Sara Ouhaddou: The phrase sums up the full-circle trip in my work that engages this process of artmaking coming from the medina. It’s the intersection between contemporary art and my original training as a designer. After doing a project with the artisans, I work with them in parallel to develop a series of little inexpensive objects that are easy for them to commercialize, alongside the artistic collaboration that brought us together at first. The money from sales goes straight to the artisans. So Madin Medin is a channel, a trademark, for sustaining artisanal work. For the biennale exhibition project, I called upon a family of jewelers scattered through Morocco between Essaouira and Marrakech.
EG: Can you tell us a bit more about the sculpture installation that you put together in collaboration with the artisans for this exhibition?
SO: I wanted to take advantage of the Jeux de mémoire project by launching an idea I had in mind: a series of masks and systems of objects that would retell popular Moroccan folk tales. There are no masks in Morocco, but there are ornaments, with silver as their primary medium. So I thought it would be possible to repurpose this medium in order to invent a new system of objects.
EG: How did you connect popular storytelling to the craft of the artisan jewelers you’ve collaborated with? To what extent were those two forms of knowledge production previously interwoven, interlinked, by the history of their practice?
SO: In his manuscripts, Bouanani had rewritten major folk tales that I know, “Yamna Mansur” and “Hayna.” Integrating folk tales in jewelry, telling a story by way of and through the fabrication of jewelry, gave the artisans a key to engaging in a new experiment because the folk tale comes to inscribe a continuity and a tool for harnessing everyone’s imaginative capacity. Every piece of this work is in some way an illustration of the feelings described in those stories. Many of the Arabic folk tales that I’ve read or that my grandfather told me have birds in them. They are the bearers of enigmas, the keys to the story. And so the masks take their inspiration from the birds’ role and their shape. The carpet represents the enigma of the bride in the tale of “Hayna.”

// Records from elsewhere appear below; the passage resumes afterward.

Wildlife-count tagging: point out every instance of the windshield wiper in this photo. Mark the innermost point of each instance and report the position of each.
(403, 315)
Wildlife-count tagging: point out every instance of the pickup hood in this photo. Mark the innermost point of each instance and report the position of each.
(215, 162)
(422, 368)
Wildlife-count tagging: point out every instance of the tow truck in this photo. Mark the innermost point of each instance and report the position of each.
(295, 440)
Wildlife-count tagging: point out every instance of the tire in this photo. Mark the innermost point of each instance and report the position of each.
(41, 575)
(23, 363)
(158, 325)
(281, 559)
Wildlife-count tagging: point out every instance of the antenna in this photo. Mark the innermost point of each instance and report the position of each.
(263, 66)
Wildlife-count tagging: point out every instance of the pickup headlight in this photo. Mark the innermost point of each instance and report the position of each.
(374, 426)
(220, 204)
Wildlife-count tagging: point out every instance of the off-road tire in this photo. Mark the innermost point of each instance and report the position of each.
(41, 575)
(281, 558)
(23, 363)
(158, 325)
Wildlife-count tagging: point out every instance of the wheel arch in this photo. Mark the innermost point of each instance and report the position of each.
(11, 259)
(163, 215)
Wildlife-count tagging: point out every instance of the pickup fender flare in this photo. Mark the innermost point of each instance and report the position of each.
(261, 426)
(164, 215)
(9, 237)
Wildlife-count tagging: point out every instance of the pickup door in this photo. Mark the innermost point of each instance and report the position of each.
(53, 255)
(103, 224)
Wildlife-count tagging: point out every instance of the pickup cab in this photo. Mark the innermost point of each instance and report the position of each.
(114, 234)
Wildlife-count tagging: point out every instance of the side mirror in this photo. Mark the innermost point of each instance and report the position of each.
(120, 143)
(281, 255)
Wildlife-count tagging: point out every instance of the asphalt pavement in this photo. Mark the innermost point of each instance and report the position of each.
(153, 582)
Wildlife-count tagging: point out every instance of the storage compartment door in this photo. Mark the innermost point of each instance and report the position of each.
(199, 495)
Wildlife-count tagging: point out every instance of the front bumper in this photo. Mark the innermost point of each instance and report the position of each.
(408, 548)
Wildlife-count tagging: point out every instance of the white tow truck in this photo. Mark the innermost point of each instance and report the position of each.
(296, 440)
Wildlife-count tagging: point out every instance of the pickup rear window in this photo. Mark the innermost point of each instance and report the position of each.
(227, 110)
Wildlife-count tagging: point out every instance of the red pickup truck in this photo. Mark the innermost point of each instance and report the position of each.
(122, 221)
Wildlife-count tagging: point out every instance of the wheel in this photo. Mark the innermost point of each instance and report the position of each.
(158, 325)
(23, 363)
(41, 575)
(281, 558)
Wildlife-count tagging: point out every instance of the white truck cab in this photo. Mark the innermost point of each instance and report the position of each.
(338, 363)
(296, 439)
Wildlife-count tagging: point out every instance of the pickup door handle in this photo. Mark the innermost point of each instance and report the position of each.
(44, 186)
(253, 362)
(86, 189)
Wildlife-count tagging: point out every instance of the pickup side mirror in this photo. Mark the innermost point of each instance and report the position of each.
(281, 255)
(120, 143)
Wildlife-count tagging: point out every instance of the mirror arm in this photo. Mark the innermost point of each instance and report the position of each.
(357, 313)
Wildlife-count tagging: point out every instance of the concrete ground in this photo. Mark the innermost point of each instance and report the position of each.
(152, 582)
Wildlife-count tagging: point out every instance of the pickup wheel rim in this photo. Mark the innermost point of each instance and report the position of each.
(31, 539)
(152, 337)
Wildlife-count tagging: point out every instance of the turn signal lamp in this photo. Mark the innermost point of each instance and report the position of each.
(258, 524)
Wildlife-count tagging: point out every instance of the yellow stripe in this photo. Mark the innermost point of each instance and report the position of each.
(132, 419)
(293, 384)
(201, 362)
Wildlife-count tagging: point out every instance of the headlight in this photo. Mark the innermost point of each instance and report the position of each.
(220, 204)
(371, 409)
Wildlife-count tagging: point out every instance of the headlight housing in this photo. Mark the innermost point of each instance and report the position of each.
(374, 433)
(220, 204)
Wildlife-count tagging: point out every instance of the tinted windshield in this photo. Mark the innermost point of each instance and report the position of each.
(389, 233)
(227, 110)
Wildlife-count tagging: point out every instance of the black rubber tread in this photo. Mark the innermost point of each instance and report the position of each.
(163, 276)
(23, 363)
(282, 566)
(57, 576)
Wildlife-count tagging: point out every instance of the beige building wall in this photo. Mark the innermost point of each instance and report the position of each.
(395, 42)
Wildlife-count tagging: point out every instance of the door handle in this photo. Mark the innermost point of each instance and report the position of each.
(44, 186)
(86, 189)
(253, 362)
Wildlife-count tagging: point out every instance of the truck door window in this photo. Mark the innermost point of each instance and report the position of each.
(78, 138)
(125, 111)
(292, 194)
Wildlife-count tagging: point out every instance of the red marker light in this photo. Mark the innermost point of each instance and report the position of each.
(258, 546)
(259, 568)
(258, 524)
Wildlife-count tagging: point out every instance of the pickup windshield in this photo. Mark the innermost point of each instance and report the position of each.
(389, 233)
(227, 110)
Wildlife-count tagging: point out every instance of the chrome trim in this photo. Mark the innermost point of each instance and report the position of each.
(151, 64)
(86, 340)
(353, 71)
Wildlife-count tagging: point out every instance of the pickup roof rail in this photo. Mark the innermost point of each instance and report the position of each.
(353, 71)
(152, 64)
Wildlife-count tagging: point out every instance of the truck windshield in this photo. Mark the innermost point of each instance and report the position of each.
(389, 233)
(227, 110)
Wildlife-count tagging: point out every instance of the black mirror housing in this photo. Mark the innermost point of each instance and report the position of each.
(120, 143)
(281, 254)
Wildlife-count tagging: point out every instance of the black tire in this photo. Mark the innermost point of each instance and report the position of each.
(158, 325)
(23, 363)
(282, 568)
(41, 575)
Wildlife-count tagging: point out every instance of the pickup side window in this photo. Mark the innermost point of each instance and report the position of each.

EG: What is your personal reading of the archive, Bouanani’s specific project about Berber folklore? What influence did this material have on your own perception of Moroccan collective memory?
SO: As Moroccans, we are heirs to this train of thought because his work is built around the question of the collective imagination and the challenges of inscribing a collective memory. Past generations have undertaken this work, but, like Bouanani, many have been marginalized, censored by power and made inaccessible. So participating in this process allowed me to realize the importance of seeking out those figures who initiated the work of reflecting on Morocco’s collective memory in its multiplicity and diversity, far from a monolithic national identity.
EG: In your artistic practice, to what extent to you take this idea of spiritual realization, present in the folk tale, to be a form of knowledge and transmission?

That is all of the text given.